Trotz all dieser Kriterien ist natürlich auch das örtliche Angebot entscheidend für die Frage, auf welche Sorte letztlich die eigene Entscheidung ausgerichtet wird. Wer grundsätzlich nur das Sortiment des Supermarktes in Betracht zieht, wird nur selten in den Bereich der oberen Mittelklasse vorstoßen können. Dafür ist lokal ein großes Angebot der sogenannten Einstiegsweine vorhanden. Durch den Verkauf in Massen ist zudem ein nicht zu bestreitendes besseres Verhältnis von Preis und Leistung wahrzunehmen. Besonders vor der untersten Reihe der Regale sollte dabei abgesehen werden. Experten sprechen von der sogenannten „Bückware„. In der Weinecke handelt es sich hierbei um Produkte, deren Herkunft nicht genau geklärt werden kann. Auch unbeliebte Staubfänger, die nicht an den Mann zu bringen sind, befinden sich in dieser Kategorie.

Auf der anderen Seite nahm die Zahl der Vinotheken gerade in den Kleinstädten in den letzten Jahren weiter ab. Wer nun auf der Suche nach einem Wein besonderer Güteklasse ist, muss häufig eine längere Strecke fahren, um ein solches Angebot der Profis entdecken zu können. Dafür sind professionelle Weinhändler dazu in der Lage, verschiedene Optionen in der Oberklasse anzubieten, wie sie an anderer Stelle nicht verfügbar wären. Wer dafür bereit ist, etwas tiefer in die Tasche zu greifen, kann hier vom Angebot sprechen, welches genau den eigenen Vorstellungen entspricht.
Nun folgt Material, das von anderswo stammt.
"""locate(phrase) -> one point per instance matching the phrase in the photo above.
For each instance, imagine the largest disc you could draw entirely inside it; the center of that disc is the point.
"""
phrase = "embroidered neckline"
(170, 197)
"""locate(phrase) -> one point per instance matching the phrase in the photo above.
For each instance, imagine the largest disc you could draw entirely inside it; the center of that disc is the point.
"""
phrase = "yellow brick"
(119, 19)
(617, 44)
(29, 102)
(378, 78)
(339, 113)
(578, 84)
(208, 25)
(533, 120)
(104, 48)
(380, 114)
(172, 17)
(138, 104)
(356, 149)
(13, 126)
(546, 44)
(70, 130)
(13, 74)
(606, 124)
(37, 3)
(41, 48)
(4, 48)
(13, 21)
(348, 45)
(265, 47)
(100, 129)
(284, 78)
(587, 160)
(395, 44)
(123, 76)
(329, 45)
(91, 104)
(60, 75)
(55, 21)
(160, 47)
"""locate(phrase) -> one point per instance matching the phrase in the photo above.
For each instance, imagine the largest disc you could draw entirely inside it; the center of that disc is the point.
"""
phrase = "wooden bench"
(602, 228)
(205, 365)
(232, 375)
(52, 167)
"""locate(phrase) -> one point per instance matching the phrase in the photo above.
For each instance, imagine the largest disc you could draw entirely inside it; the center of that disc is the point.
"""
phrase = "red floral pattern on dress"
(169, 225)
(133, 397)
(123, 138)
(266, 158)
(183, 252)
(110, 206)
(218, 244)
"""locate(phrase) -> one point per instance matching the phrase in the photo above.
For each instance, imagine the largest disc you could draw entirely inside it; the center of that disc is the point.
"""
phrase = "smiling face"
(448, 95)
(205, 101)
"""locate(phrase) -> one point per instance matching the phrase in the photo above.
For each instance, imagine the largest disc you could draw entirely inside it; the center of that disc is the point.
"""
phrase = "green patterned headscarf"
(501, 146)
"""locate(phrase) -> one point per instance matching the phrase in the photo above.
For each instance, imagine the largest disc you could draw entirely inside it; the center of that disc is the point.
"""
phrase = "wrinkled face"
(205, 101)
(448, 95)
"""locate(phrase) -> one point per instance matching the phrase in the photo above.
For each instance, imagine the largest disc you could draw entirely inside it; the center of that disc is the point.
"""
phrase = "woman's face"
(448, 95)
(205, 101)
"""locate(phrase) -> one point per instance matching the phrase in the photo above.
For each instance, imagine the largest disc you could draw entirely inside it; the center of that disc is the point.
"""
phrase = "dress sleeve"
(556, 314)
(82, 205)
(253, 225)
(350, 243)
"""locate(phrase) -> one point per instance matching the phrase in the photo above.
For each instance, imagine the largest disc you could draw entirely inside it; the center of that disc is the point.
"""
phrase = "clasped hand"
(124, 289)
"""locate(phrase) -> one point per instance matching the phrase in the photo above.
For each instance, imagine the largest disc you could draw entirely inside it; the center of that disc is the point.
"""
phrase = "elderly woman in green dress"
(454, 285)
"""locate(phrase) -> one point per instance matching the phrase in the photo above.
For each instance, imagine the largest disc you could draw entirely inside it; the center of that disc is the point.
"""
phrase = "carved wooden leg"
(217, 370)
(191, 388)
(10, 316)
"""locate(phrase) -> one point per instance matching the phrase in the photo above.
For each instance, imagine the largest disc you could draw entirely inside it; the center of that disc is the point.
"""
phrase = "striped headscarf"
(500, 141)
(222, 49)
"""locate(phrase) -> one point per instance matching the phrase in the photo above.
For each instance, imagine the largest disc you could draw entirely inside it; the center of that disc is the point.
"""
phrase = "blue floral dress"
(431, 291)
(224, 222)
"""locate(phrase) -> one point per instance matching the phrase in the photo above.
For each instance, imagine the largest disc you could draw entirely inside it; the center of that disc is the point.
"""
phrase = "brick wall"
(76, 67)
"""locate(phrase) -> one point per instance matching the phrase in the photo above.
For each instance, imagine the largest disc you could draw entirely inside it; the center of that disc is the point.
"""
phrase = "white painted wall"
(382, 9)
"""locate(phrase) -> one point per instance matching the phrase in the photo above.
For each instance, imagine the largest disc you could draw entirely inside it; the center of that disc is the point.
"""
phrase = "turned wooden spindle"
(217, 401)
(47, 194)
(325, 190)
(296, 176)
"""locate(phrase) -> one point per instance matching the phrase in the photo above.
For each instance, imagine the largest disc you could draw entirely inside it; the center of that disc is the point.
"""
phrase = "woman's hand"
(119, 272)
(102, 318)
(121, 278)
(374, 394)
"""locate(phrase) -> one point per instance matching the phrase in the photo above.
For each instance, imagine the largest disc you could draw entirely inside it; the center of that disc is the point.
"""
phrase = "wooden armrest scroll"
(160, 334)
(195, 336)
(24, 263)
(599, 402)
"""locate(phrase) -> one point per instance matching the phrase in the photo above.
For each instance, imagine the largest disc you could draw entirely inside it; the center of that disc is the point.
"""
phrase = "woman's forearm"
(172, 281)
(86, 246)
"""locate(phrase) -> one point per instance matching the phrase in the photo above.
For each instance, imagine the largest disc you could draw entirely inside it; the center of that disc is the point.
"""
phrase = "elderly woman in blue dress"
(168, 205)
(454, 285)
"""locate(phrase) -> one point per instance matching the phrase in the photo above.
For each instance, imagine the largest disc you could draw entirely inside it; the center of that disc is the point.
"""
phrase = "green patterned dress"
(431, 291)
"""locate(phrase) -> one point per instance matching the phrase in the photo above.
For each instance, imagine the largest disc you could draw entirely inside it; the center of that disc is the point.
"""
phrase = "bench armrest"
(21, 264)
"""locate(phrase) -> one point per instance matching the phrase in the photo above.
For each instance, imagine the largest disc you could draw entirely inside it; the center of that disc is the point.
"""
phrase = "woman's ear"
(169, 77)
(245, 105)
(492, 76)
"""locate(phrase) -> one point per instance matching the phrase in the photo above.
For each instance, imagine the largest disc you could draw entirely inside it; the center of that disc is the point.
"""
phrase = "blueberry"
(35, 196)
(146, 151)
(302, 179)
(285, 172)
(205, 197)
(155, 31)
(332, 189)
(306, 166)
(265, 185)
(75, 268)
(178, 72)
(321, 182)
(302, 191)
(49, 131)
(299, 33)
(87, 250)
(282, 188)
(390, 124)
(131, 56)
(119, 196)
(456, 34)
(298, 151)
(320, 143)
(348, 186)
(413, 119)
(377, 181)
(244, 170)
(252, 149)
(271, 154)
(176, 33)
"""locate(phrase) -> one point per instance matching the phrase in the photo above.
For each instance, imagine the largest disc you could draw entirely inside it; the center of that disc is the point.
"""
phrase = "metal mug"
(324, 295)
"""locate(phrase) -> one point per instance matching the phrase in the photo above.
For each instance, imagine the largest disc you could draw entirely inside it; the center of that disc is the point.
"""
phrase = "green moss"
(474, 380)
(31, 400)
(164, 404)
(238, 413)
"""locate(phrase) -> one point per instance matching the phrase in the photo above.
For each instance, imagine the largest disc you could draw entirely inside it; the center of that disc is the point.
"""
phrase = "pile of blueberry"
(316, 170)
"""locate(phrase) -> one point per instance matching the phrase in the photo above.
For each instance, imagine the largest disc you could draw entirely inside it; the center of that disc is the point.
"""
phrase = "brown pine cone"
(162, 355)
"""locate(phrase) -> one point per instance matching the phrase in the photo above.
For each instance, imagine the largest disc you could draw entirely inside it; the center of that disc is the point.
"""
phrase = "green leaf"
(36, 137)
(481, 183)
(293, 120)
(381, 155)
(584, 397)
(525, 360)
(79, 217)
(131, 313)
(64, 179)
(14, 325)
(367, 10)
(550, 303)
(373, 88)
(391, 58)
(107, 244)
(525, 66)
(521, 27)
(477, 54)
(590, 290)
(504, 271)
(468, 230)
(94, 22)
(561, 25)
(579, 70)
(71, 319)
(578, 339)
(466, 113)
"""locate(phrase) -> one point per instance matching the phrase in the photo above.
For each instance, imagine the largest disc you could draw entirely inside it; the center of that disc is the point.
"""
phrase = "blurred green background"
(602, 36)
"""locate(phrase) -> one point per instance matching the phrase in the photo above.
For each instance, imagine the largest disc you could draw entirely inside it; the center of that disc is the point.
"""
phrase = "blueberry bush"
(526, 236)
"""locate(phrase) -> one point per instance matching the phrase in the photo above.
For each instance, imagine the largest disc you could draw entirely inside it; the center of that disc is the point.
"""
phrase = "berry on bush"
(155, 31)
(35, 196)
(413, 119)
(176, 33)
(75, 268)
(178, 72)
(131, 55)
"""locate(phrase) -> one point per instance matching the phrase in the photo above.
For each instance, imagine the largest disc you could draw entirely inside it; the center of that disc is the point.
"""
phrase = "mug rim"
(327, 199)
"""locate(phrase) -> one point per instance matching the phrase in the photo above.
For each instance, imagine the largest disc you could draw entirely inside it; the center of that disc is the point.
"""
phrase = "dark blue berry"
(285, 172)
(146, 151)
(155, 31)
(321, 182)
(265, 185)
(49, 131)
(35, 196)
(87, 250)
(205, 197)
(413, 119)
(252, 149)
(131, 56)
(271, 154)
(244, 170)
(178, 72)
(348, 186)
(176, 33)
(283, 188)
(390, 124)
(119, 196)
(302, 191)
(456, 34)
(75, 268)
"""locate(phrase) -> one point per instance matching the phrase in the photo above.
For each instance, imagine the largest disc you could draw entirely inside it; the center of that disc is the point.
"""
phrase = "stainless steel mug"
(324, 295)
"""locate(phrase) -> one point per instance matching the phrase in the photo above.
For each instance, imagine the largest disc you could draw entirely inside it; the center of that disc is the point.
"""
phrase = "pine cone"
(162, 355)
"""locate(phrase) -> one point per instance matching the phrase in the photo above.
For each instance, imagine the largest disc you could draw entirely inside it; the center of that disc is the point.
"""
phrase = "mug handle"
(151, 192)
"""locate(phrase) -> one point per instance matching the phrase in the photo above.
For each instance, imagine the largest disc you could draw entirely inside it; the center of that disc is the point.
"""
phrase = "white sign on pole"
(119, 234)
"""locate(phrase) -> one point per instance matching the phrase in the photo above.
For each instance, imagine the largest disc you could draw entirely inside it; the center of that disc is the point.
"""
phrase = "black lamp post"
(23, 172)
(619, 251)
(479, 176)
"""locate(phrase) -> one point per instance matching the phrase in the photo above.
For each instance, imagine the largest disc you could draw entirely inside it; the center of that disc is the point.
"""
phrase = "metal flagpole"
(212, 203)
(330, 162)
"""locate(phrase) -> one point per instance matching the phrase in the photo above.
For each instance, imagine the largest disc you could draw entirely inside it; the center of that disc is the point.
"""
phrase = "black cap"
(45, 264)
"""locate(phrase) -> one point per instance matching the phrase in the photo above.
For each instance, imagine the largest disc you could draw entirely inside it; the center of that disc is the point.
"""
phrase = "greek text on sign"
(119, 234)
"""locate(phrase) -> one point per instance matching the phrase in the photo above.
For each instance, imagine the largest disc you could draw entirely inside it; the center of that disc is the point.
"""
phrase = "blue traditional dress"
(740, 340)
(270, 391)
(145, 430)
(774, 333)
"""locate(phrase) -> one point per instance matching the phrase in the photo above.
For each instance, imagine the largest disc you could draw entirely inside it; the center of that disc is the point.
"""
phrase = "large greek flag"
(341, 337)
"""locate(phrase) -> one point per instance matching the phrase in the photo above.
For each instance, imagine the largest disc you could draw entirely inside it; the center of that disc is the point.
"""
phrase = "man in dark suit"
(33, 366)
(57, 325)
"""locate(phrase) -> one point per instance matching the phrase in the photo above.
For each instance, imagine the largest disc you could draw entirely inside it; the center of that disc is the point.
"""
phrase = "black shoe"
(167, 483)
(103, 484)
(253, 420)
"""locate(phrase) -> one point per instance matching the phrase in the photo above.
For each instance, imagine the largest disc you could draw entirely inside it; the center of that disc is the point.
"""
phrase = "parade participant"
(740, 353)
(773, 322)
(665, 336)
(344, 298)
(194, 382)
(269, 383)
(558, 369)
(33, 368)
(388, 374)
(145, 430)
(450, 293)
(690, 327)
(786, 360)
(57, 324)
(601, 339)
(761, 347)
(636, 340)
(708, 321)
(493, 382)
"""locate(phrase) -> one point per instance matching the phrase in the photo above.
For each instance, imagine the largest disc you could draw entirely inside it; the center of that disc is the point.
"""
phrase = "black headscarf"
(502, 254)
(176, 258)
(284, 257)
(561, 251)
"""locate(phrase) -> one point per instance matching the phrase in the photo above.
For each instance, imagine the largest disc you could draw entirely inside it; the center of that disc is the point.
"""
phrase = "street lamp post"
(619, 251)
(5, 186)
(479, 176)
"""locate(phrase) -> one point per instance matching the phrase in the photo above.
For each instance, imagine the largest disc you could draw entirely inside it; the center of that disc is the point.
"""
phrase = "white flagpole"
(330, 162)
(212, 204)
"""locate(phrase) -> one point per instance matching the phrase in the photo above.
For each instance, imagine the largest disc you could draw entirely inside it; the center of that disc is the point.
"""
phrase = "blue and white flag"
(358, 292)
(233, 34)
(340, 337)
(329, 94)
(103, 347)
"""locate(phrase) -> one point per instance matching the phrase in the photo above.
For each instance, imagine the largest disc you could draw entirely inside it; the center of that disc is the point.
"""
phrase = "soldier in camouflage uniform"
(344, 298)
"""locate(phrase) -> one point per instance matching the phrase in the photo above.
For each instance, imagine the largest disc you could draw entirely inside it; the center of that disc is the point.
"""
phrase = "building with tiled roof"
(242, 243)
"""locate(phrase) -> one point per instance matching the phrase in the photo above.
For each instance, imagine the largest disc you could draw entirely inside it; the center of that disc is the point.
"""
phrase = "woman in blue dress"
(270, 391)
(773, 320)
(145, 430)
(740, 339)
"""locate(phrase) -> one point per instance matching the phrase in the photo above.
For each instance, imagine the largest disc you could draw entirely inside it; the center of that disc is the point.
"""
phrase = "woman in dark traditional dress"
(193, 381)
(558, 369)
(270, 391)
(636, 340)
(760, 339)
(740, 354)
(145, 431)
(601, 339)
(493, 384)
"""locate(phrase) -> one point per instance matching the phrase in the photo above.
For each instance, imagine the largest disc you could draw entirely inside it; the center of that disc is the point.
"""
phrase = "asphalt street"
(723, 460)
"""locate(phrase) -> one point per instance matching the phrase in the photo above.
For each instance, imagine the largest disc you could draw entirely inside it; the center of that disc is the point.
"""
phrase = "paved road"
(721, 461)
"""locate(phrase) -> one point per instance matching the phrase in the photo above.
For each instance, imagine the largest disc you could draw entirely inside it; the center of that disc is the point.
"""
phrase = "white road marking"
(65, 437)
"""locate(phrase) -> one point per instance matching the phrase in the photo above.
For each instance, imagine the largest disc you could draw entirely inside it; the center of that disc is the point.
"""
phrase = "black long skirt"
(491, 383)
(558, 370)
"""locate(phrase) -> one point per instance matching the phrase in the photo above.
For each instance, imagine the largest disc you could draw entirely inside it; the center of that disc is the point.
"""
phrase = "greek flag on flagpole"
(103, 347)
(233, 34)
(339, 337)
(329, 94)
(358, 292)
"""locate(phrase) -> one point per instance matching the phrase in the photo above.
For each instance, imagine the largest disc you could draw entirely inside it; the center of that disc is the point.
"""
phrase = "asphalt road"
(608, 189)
Der wohl größte Vorteil, der in der Vinothek vorgefunden werden kann, liegt jedoch nicht im größeren Angebot für gehobene Klassen. Darüber hinaus sind die Experten dazu in der Lage, eine individuelle Beratung anzubieten. Dabei setzen sie sich das Ziel, den Geschmack des Kunden zu fördern und zu fordern. Während hier Weine gefunden werden können, welche genau den Vorstellungen der Kunden entsprechen, werden diese im Supermarkt allein nach dem Prinzip des Zufalls entdeckt. Auch dieser Unterschied macht noch einmal deutlich, dass auch der Ort des Kaufs im Vorfeld sehr genau bedacht werden sollte, um den passenden Wein finden zu können, der für den Anlass angemessen ist.